Classical economics says scarce resources and capital flow to where self-interest and competition are strongest..

Foreign investors are proving that as they decide where to place their money. Chasing yields, they drove Nigeria’s record capital inflows in the first quarter of this year.

Last month, I saw that principle on the ground. At Computer Village in Lagos, Nigeria’s famous hardware technology market. I hunted for a special USB cable to enable me run my laptop off a new solar setup.

The Computer Village was my market. So while investors chased yield on bonds, I chased yield on power.

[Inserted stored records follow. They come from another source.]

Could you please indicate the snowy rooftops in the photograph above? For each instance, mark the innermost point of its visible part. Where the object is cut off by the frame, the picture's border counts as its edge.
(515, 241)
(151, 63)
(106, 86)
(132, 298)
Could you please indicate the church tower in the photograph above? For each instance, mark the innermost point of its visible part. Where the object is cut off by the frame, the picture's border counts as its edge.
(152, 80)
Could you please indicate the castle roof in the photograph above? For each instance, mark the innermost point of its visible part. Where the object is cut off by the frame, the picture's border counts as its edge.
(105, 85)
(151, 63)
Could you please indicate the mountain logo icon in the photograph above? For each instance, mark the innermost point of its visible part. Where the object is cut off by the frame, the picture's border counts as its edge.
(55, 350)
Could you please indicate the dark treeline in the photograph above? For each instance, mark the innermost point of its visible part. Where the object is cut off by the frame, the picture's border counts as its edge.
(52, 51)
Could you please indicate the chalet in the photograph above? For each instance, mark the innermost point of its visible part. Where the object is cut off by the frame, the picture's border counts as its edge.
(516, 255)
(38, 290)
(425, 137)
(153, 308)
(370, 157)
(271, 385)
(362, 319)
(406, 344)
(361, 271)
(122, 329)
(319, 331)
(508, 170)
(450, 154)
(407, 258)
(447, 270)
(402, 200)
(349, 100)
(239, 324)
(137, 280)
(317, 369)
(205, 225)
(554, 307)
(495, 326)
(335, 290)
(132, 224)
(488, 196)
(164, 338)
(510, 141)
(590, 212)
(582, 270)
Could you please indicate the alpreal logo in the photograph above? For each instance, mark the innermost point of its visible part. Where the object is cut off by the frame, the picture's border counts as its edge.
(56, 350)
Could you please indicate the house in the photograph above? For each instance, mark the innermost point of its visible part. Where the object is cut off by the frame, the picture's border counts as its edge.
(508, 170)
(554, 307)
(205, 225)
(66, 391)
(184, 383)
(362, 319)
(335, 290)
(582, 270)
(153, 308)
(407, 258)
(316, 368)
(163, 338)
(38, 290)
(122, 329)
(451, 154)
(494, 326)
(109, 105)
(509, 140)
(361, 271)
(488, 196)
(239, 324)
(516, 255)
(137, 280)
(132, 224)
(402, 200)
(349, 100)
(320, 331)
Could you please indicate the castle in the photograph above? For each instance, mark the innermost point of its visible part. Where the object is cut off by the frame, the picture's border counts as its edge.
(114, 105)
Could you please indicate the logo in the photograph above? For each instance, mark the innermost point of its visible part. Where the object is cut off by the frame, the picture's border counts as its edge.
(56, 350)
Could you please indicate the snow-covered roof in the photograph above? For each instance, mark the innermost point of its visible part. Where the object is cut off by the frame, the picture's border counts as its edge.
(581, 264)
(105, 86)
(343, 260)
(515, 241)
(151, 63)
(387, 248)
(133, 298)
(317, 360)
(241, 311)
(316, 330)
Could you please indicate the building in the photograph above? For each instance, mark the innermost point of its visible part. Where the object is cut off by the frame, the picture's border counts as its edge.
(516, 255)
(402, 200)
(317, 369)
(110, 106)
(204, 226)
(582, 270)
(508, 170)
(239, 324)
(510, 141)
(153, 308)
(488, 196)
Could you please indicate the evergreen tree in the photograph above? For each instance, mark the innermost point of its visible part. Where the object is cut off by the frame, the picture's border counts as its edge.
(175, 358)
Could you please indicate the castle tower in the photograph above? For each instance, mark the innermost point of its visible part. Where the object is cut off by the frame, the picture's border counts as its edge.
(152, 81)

Still, another story back home points to another layer. While portfolio flows move quickly in and out, domestic players willing to take the initiative can mobilize long‑term capital,

The Dangote refinery, surpassing its design capacity and aiming for 1.4 million barrels per day, shows how local investment, although unmistakably challenging, can build enduring capacity even as global capital seeks short‑term returns.

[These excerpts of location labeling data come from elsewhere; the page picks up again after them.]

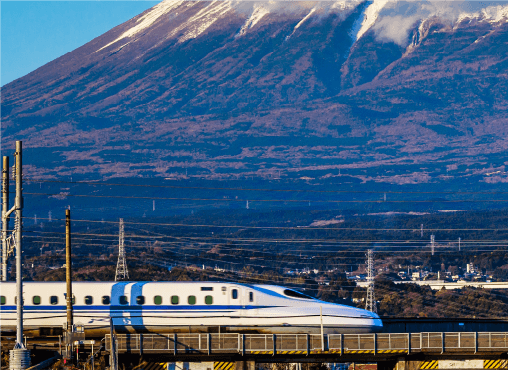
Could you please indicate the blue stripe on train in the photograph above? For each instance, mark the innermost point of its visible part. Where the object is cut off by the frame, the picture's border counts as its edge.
(137, 307)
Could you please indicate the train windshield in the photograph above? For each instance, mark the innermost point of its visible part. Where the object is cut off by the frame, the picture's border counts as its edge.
(296, 294)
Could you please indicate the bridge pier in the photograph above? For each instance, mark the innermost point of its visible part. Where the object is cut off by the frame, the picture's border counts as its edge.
(405, 364)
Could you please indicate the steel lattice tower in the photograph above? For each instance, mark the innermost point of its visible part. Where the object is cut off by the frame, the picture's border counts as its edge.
(370, 303)
(121, 267)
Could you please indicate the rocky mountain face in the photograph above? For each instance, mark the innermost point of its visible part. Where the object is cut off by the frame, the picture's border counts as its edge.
(386, 91)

The thin line between short‑term efficiency and long‑term resilience has become a balance Nigeria must navigate as it seeks sustainable growth. And that’s the thread running through this week’s brief.

Lead Signal

Nigeria Records Record Capital Inflows in Q1 2026, But FDI Remains Weak

Nigeria posted its largest quarterly capital inflow on record in Q1 2026. Inflows rose 61% from the previous quarter and 83% from the same period last year to $10.37 billion, according to the National Bureau of Statistics.

The data, however, highlights concerns for long‑term growth. Almost all inflows were short‑term. Foreign portfolio investment accounted for $9.86 billion, making up 95% of the total, largely in bonds and treasury bills. Such funds can exit quickly if interest rates shift.

Foreign direct investment stood at $135 million, just 1.3% of the total. Unlike portfolio flows, FDI builds factories, hires workers, and expands productive capacity. This type of investment showed little movement.

Banks captured the bulk of inflows with the sector received 96% of all capital, with $4.41 billion (42% of the total) going to Standard Chartered Nigeria. Stanbic IBTC attracted $2.78 billion, while Rand Merchant Bank and Citibank Nigeria received $930.82 million and $782.84 million respectively.

Sectors associated with longer‑term capital, such as manufacturing and agriculture, saw limited inflows. Manufacturing received $152 million, agriculture $37 million. Construction, education and healthcare combined attracted less than $300,000. Oil and gas drew $460,000.

The inflows were driven by yield‑seeking markets. The UK accounted for 49% of the total, the US 30.7%, and South Africa 9.5%.

Field Note

A near-aerial view of Computer Village in Lagos, one of Africa’s largest markets for information technology hardware and electronics. Photographer: Samuel Okoha/234Digest

More Signals

Dangote Refinery Surpasses Design Capacity, Eyes 1.4 Million bpd by 2028

Nigeria’s Dangote Petroleum Refinery announced it processed more than 700,000 barrels of crude oil per day, surpassing its official design capacity of 650,000 bpd.

The milestone strengthens the facility’s investment case ahead of a planned initial public offering in September, expected to be one of Africa’s largest energy listings.

The refinery is targeting output of 1.4 million bpd by 2028. If achieved, it would become the world’s largest single‑site refinery, effectively doubling Nigeria’s refining capacity.

Nigeria’s four state‑owned refineries have struggled for decades, operating far below capacity. Dangote’s performance makes a case that private operators, given infrastructure and regulatory support, can deliver at scale.

Nigeria Eyes New Borrowing to Refinance Debt Amid Strong Investor Sentiment

Nigeria wants to refinance expensive debt while oil prices are high  

The Nigerian government is preparing to borrow fresh funds to refinance costly debt obligations and plug budget deficits, banking on strong investor sentiment supported by elevated oil prices linked to conflict in the Middle East.

Finance Minister Taiwo Oyedele told Bloomberg TV in London on June 3 that conditions currently appear favorable. “You don’t know what happens tomorrow,” he said. “But as of today, market conditions are very good.”

Nigeria’s budget relies heavily on oil revenue to cover deficits. Higher crude prices mean stronger dollar inflows, boosting lender confidence in the government’s ability to service debt and making new borrowing more attractive.